Good Debt, Bad Debt, and Horrible Debt
Good Debt is used to buy something that either (1) will go up in value, or (2) produce income sufficient to justify the debt.
For most of us, examples of good debt include:
House – A home’s value can go down in the short term, but over long periods of time, it goes up in value. It also insulates us from rent inflation and offers excellent tax incentives.
Rental Property – It can both go up in value and produce income.
Education -A school loan can enable us to get an education that increases our earning potential.
Hence, “really good debt” is debt that builds wealth. If used properly, it can help us build wealth over time. However, not all school loans can be considered as “good” debt. A school loan on a computer degree can be considered good debt while many liberal arts degrees would qualify as bead debt.
The thing about good debt is that it can just as easily become bad debt. We’ll come back to this in a minute.
Horrible debt is debt used to finance a lifestyle with no significant assets to show for the money you’ve borrowed. Horrible debt includes debt used to buy clothes, eating out, vacations, or gadgets.

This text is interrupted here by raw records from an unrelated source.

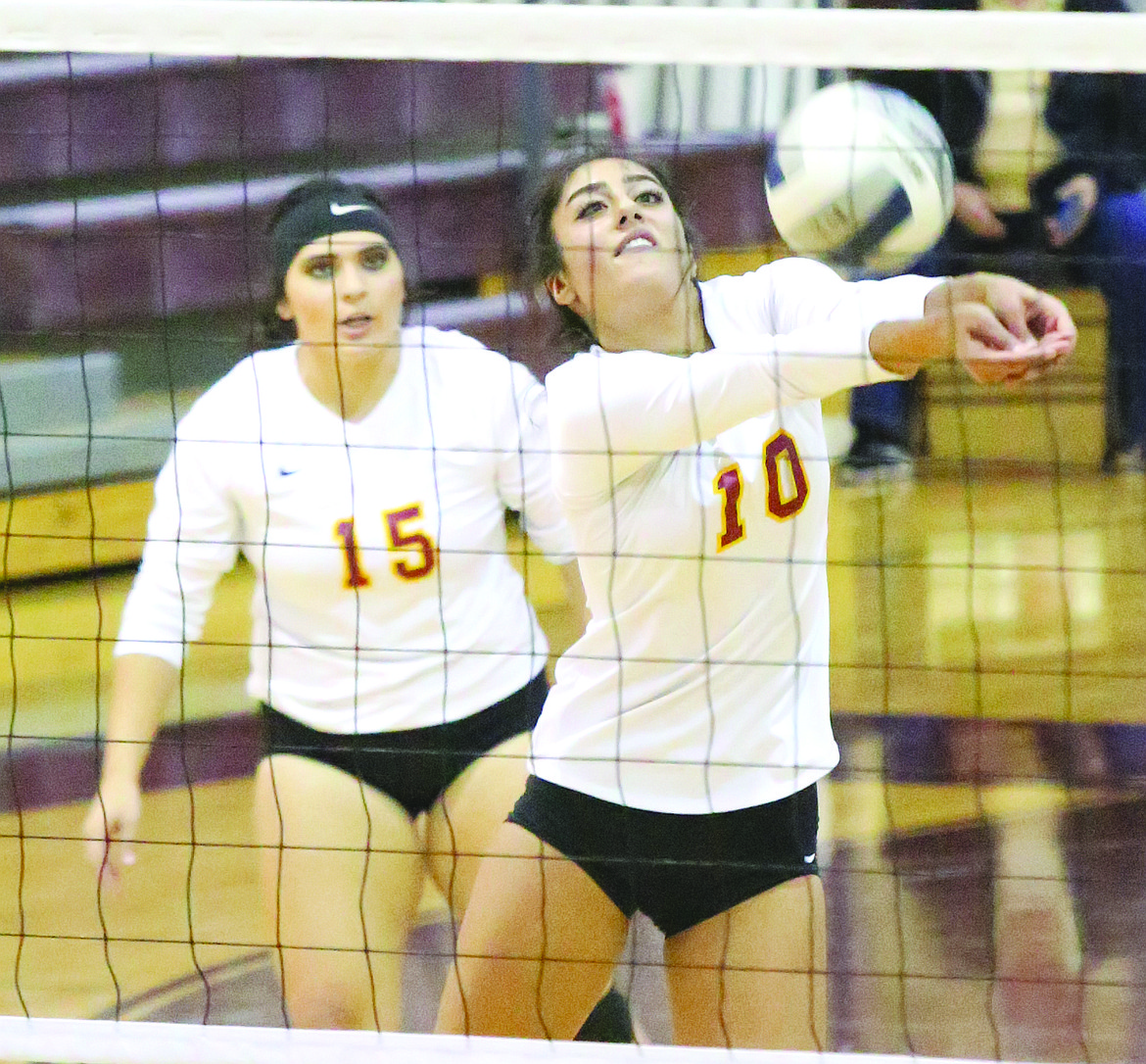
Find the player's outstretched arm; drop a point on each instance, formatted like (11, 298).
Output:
(142, 687)
(999, 328)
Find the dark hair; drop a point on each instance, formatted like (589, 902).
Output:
(545, 254)
(275, 330)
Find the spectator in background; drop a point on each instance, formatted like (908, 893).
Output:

These sorts of lifestyle decisions somehow force you to finance usually with very high interest rates and over a very long period of time.
Because there are no meaningful assets purchased with horrible debt, you can’t sell what you bought to repay the loan. You are simply spending today your future earnings.
Bad debt is where things get interesting. It’s the grey area. It includes good debt gone bad and what I like to call avoidable debt.
Good Debt Gone Bad
Remember the examples of good debt I listed above? Borrowing to buy a home, for rental property, or an education can all be really bad debt in certain circumstances.
For example, borrowing far more than you can reasonably afford for a home is bad debt. Borrowing to buy a rental property when your own finances are not in order is bad debt. Spending $200,000 on a liberal arts education is generally bad debt, and I was an English major.
There are rules of thumb when it comes to a mortgage or school loan. Many say to keep your monthly mortgage payment to no more than 20% of your gross income. Likewise, some say to keep your school loans to no more than your first year’s income after college. These are worth considering as you make decisions.
The point is that we can’t blindly take on debt because some label it as “good” debt.
The second type of bad debt is what I call Avoidable Debt. For most of us, car loans fit into this category. While the ideal is to pay cash for a car, I’m not a fanatic about avoiding car loans. I am a fanatic about borrowing to buy more car than you truly need.
It’s one thing to finance a $5,000 car so that you get to work and back. It’s another thing to finance a $45,000 car while other financial goals are not being achieved.
Is the distinction between good debt and bad debt helpful?
The distinction between good and bad debt cannot tell us when we should take on debt. There are just too many factors to consider beyond a label we add to debt. But it can help us better evaluate our options.
First of all, it helps to understand that not all debt is created equal. Borrowing money on a credit card to go on a vacation and to eat out all the time is totally different than borrowing money for car or to buy a home. Good vs bad debt helps us understand the difference.
Second, just because something falls into a bucket that most people would describe as good debt doesn’t mean it’s good debt for you. While buying a home represents the American Dream for many, it may not be important to you. Further, spending too much on a good thing can quickly turn it into really bad debt.
Ultimately, this is something you need to figure out based on what’s important to you and what your income will support.